In some cases, having an advisor initiate discussions on a client’s mental status may lead to planning with family members and other centers of influence, like attorneys or accountants, around the possibility.

“Combining cognitive decline with their family and finances can be overwhelming,” Williams says. “Advisors can serve as an objective sounding board and an impartial expert, there’s an opportunity for them to ensure that they are helping their clients find the right people to help guide them through the conversation, which might require bringing in a social worker, estate planning attorney or an elder care attorney.”

The first symptoms of aging-related cognitive decline appear, on average, in a client’s late 60s, but not all clients are alike, and aging isn’t the only reason an investor’s mental status may deteriorate.

State Street identified three main types of cognitive decline – Alzheimer’s Disease, the most progressive type of decline; dementia, where cognitive lapses begin to interfere with an individual’s daily life; and mild cognitive decline, or minor lapses in an individual’s short term memory. Reports from the Alzheimer’s Association estimate that 10 to 25 percent of Americans older than 65 suffer from mild cognitive decline.

“Many people will live out their lives with nothing more than some lapses in their memory,” Williams says. “Given the sheer size, demographically, of the baby boomer generation, advisors are going to want to get in front of this issue.”

As the baby boomer generation proceeds through retirement, advisors should be on the lookout for potential lapses in cognitive ability and the fraud and exploitation that often follow, Williams says.

“If a client is being asked to transfer money to an unknown relative, or is calling you about a ‘great investment idea,’ you want to dig deeper on those things,” she notes.

Planning ahead can help protect a client from elder exploitation and abuse, says Williams, arguing that clients should be engaged in these discussions in their 40s and 50s, not as they enter retirement.

“Cognitive decline influences our day-to-day decision making and our financial decision making, but our confidence isn’t always impacted,” Williams says. “It’s more difficult to bring this up after it’s already occurring because we might not even recognize our own cognitive decline.”

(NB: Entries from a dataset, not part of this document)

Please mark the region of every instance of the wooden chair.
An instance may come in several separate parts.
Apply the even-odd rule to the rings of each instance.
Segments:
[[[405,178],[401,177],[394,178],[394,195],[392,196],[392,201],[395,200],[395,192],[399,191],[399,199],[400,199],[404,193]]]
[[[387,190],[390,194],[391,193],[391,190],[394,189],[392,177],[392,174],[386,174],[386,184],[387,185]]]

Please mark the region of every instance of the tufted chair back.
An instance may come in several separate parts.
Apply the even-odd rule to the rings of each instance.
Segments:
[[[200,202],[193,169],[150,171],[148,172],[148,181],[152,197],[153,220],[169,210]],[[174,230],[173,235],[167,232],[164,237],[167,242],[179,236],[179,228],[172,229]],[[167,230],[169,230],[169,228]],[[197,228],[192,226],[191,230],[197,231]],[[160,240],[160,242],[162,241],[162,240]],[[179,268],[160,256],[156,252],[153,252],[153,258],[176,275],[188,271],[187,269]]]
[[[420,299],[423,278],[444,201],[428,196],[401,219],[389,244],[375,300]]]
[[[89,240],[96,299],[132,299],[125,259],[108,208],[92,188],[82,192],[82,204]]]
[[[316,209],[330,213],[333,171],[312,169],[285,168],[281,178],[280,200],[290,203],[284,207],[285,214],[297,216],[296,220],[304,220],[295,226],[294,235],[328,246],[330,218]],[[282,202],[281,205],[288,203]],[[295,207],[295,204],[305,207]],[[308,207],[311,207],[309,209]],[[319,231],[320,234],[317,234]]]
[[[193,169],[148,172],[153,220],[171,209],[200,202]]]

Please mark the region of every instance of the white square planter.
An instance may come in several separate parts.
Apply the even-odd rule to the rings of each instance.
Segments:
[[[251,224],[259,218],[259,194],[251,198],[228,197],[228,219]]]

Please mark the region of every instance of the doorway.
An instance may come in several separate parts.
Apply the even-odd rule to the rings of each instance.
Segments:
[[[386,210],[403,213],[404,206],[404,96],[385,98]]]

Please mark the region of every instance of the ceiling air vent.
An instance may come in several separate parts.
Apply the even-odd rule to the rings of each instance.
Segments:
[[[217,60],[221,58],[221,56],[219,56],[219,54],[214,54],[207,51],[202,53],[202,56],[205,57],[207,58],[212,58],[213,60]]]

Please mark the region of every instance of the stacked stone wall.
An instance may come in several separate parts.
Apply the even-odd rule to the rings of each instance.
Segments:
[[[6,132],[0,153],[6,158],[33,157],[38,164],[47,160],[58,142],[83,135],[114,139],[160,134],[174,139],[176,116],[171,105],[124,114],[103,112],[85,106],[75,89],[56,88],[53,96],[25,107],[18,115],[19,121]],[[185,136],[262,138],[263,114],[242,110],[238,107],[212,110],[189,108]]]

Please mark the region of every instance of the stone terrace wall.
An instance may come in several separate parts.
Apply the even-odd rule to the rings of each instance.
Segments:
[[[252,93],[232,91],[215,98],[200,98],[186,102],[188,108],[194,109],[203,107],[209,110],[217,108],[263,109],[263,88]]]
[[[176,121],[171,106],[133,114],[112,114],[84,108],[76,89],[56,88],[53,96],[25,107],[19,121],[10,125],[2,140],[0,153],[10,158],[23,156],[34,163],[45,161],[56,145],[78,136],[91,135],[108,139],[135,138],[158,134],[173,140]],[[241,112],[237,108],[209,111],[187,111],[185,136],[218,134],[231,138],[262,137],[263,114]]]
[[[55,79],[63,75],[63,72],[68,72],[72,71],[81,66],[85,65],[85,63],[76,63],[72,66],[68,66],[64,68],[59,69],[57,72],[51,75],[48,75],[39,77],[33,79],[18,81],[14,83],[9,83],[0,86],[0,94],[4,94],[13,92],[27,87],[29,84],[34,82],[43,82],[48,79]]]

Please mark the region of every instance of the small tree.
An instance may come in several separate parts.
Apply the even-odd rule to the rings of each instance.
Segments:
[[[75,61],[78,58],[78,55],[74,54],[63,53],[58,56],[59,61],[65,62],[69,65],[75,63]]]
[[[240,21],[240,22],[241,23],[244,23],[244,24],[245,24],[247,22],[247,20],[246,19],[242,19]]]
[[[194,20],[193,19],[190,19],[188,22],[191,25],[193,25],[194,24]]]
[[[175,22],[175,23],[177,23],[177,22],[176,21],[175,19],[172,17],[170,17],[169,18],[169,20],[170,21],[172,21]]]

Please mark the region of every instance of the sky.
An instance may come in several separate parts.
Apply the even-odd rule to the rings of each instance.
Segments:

Advisors can head-off concerns about potential litigation from clients over a delayed or refused wire transfer or other form of protection by discussing cognitive decline as early as possible, Williams says.

While discussions are a starting point, formal documentation like a power of attorney that gives a trusted family member or friend the ability to take over financial decisions in the case of decline, and a letter of incapacity that permits an advisor to contact the designated power of attorney if they suspect a client is suffering from cognitive decline, are necessary to make sure clients’ plans are executed.

At the same time, financial advisors, whose average age is in the mid-to-upper 50s by most estimates, need to make preparations for their own potential congnitive deterioration.

“Ideally, these advisors have been discussing the possibility with their clients before they reach their 50s,” Williams says “If they’re a solo practitioner at that age, they should have a succession plan in place, whether it be an internal successor, a merger or an outright sale of the business. It’s important that the client knows the plan, so they know how their assets are protected. That’s a peace of mind communication that every advisors should engage in with their clients.”

State Street surveyed 400 financial advisors and 560 investors in early 2015 for its study.